Bley bleibt beim Nein für Elektro-Kaufprämie

[29.02.2016] Großburgwedel/Bremen. Das niedersächsische und das bremische Kfz-Gewerbe haben sich in die aktuelle Diskussion über eine Kaufprämie für Elektro-Fahrzeuge, wie bereits auch der Zentralverband Deutsches Kraftfahrzeuggewerbe (ZDK), eingeschaltet. "Wir bleiben beim Nein für eine Prämie. Sie ist nicht nachhaltig. Sie stärkt Mitnahme-Effekte und Export-Spiele." Mit diesen Worten reihte sich der Präsident des Kfz-Gewerbes Niedersachsen-Bremen, Karl-Heinz Bley, MdL, in die Gruppe der Gegner ein.
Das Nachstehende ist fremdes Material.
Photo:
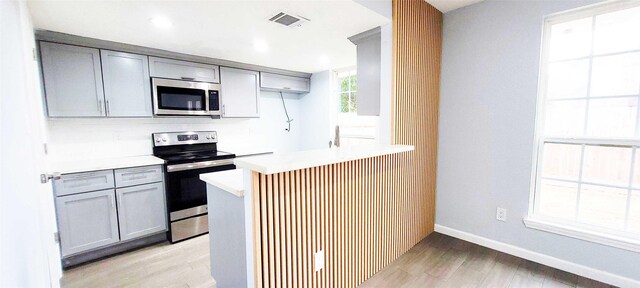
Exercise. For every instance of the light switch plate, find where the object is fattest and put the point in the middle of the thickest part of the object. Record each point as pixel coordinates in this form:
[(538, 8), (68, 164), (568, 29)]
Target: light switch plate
[(501, 214), (318, 260)]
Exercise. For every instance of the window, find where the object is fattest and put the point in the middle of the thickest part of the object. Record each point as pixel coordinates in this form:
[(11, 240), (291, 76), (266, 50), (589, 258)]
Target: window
[(348, 90), (587, 174), (354, 129)]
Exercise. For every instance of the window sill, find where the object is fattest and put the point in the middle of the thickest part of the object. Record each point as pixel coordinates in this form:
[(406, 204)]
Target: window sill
[(583, 234)]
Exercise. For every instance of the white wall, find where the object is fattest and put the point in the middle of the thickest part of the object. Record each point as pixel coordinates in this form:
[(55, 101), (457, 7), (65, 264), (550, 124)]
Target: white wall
[(85, 139), (315, 122), (26, 206), (490, 60)]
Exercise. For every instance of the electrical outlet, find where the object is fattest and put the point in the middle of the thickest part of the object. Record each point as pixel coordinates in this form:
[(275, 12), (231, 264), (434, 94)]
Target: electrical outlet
[(501, 214), (318, 258)]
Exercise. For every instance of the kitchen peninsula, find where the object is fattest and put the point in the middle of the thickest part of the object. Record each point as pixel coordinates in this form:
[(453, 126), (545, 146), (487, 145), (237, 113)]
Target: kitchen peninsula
[(295, 219)]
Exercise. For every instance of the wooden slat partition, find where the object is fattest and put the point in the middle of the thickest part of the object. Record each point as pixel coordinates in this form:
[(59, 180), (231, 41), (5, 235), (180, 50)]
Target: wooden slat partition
[(356, 212), (366, 213), (417, 49)]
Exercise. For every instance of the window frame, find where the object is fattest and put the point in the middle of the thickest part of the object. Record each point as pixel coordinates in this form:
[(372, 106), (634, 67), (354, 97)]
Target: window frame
[(621, 239)]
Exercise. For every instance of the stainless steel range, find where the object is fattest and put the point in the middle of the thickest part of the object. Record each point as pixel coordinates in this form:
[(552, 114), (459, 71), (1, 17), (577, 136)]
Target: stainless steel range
[(187, 155)]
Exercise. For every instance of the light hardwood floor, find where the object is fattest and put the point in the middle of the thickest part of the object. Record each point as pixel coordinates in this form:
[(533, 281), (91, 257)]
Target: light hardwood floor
[(184, 264), (443, 261), (437, 261)]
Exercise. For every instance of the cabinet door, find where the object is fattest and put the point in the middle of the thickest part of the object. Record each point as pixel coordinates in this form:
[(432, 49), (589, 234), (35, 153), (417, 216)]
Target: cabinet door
[(183, 70), (141, 210), (283, 83), (87, 221), (127, 85), (72, 80), (240, 93)]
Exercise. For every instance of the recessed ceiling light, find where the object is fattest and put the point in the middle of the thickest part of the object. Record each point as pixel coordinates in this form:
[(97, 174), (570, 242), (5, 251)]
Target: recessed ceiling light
[(324, 60), (161, 22), (260, 45)]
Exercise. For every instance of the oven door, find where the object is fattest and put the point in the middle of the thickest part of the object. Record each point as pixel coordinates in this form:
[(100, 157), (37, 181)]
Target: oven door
[(175, 97), (186, 193)]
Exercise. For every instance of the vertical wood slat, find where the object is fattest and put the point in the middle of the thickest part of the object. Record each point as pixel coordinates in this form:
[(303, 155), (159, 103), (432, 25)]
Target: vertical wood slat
[(363, 214)]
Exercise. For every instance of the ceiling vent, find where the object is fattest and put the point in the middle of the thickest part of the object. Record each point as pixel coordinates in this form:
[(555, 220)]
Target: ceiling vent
[(288, 20)]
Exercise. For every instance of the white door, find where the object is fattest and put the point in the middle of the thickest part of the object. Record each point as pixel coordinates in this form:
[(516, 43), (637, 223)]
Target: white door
[(29, 255), (240, 93)]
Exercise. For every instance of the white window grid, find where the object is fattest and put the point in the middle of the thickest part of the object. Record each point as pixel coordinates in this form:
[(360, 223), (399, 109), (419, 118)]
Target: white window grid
[(632, 143)]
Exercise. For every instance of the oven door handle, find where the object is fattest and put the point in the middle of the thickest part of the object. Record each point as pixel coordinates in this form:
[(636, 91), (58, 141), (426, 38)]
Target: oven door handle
[(198, 165)]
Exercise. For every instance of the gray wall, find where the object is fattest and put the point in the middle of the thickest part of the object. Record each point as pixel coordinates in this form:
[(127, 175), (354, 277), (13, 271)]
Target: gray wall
[(490, 61)]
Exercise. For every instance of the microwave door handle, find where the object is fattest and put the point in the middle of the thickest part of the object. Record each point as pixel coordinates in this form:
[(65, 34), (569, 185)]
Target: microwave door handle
[(206, 102)]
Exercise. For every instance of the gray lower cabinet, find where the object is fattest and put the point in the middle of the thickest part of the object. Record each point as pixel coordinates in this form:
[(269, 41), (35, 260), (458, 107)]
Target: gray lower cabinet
[(87, 220), (72, 80), (101, 208), (141, 210), (240, 93), (127, 88), (69, 184)]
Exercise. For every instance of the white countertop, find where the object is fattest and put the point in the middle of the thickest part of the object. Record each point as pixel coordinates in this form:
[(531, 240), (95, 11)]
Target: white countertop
[(103, 164), (229, 180), (282, 162)]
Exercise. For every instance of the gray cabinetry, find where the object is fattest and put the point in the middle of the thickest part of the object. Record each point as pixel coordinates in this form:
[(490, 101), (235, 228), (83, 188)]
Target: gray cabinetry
[(127, 86), (138, 175), (283, 83), (86, 207), (183, 70), (72, 80), (141, 210), (240, 93), (87, 221), (82, 182)]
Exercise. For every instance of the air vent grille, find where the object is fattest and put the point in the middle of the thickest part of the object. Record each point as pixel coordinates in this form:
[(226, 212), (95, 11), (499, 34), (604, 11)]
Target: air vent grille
[(288, 19)]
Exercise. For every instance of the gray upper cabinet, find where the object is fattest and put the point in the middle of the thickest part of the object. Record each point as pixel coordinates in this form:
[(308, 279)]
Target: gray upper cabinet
[(87, 221), (240, 93), (127, 85), (283, 83), (183, 70), (141, 210), (72, 80)]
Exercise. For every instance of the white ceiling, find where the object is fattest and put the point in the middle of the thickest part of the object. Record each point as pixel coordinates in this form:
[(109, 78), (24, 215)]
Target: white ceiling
[(220, 29), (447, 5)]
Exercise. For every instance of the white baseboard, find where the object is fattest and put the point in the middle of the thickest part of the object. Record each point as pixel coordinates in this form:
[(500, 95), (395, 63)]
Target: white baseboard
[(550, 261)]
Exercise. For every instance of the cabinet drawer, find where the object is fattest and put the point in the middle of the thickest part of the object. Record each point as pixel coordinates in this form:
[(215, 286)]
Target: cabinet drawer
[(183, 70), (83, 182), (138, 175), (283, 83)]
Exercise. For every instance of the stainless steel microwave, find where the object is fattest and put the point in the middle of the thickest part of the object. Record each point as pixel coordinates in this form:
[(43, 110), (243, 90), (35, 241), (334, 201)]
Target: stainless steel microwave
[(185, 98)]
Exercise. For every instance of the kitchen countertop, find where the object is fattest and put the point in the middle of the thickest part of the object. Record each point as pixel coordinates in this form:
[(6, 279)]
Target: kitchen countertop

Elektrofahrzeuge seien nur lokal emissionsfrei. In Deutschland seien nämlich derzeit nur etwa 30 Prozent des Stroms aus erneuerbaren Energien erzeugt. Dieser Anteil sei nicht beliebig schnell vergrößerbar. Die Kaufprämie stelle zudem einen gravierenden staatlichen Eingriff in das Marktgeschehen dar.

Die in Niedersachsen um 25 Prozent auf rund 1.000 und in Bremen um 50 Prozent auf 49 gesunkene Zahl der Elektro-Neuzulassungen 2015 zeige das geringe Kauf­interesse, das auch durch die staatliche Förderung bei den Privatkäufern nicht belebt werden könne. Es gebe bekanntlich andere Gründe wie Reichweite und Anschaffungspreis, der auch durch die Prämie vom durchschnittlichen Kaufpreis eines neuen Pkw um mehrere Tausend Euro entfernt sei.

Bley sagte, vordringliche Aufgabe müsse es sein, eine leistungsfähige Lade-Infrastruktur und intelligente Bezahlsysteme, z.B. per Smartphone für Parken und Laden, zu schaffen. Es sei zu befürchten, dass die Prämie lediglich Mitnahme-Effekte in Käuferkreisen auslösten, die keine staatliche Subvention für die Elektromobilität benötigten.